Hockey was his main sport.  Like all hockey parents, we spent a fortune on equipment, travel and hotels to play hockey all over the country.   He saw the sacrifices we made as he got older, and knew he should give all his effort on the ice, since it took so much to get there.  In the early days of the team, they mostly played high school teams who had never been in a sled before. The Madison Fire Department played us every year too.  The Skeeters (or Warriors at first) won easily most times.  Then, we started playing other sled teams from Minnesota and Chicago.  I know Paul looked forward to those weekends because he got to play against real competition – sled kids his age and older that knew how to play.   He was going to be one of the oldest kids on the team this year, and was looking forward to being a team leader.  There are several new sled teams in the Midwest this year, and he was ready to play a bunch of new kids.

I have learned a lot about what we appreciate as a grieving family and what we don’t appreciate so much.   Everyone that tried to help was appreciated for trying.  I know that before this happened, I was probably not a good helper when a friend of mine suffered a loss.  Just like I would not have understood being a parent of a handicapped kid before that experience.  So maybe this helps someone like it would have helped me.

People asked if we need anything, but we didn’t know what we needed.  We appreciate people who just did stuff for us those first few weeks.  People who offered to take us out for a meal or a drink, even if we said no.  When we started saying yes, it helped us to be out.  People who brought food, or photos of Paul, or sat and chatted about Paul, that was all good stuff that I will remember.
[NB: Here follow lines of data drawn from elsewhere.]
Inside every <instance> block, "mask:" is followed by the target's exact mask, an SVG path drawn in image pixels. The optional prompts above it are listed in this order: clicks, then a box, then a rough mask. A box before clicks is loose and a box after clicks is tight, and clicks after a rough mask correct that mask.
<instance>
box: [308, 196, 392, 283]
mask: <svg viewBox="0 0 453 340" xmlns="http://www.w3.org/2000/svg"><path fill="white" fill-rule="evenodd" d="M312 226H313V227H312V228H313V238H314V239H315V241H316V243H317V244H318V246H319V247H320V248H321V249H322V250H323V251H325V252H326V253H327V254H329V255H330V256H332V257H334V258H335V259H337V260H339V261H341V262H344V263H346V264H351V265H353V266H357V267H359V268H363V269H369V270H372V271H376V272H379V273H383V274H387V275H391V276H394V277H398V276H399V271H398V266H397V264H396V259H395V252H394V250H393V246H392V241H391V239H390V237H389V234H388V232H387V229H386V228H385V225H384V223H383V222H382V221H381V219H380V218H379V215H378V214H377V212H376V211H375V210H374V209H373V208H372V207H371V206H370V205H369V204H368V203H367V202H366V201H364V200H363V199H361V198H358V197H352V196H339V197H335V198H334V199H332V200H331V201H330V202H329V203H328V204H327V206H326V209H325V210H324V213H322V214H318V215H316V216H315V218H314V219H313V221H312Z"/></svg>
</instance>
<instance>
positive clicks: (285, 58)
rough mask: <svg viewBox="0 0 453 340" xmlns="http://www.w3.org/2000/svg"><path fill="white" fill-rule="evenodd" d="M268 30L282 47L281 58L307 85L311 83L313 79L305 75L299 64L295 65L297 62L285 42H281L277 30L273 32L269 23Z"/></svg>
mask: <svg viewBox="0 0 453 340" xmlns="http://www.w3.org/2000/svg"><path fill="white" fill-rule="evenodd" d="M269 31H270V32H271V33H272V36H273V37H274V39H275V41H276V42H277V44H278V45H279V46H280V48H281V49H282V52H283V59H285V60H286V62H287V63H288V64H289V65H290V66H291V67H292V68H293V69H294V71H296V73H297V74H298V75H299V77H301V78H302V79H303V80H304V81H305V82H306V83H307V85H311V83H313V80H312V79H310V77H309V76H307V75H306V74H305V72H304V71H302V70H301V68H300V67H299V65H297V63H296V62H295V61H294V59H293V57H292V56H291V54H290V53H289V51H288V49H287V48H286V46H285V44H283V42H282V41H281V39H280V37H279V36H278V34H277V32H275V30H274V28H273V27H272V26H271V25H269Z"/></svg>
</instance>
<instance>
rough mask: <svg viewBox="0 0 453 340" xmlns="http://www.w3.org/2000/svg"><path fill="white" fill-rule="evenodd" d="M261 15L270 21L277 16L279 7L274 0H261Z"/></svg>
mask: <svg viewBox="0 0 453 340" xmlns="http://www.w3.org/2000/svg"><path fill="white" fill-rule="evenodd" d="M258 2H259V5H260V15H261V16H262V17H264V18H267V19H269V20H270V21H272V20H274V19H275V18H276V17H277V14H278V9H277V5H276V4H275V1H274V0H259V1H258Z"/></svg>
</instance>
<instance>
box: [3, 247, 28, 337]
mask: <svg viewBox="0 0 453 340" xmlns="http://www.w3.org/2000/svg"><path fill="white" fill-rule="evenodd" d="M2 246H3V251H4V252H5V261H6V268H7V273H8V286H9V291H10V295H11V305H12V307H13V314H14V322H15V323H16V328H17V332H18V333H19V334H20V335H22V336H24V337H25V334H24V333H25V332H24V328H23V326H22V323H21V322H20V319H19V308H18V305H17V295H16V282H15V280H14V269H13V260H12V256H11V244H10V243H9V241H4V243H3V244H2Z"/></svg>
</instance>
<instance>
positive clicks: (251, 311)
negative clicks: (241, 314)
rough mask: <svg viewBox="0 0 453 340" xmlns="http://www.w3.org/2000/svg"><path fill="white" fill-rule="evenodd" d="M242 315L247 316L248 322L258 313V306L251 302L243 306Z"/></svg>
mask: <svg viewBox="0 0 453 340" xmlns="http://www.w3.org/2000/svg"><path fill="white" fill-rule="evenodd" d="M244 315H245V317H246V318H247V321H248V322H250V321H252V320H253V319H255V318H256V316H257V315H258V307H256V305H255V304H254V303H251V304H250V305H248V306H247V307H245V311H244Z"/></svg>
People ask “how are you?”  From me, this gets a response like “good”, because I don’t think you want to hear how crappy it is, if it is at that moment.  I prefer when people have a minute to ask “How are you doing today?” because somehow it sounds like you really want to know specifically how today is going for me.  But mostly I just like it when people say his name, share a memory or ask something about him.  Even if I heard or told the story a million times before, I still enjoy it.  So, I share things that you might already know for my own benefit.  If you get something out of it too, all the better.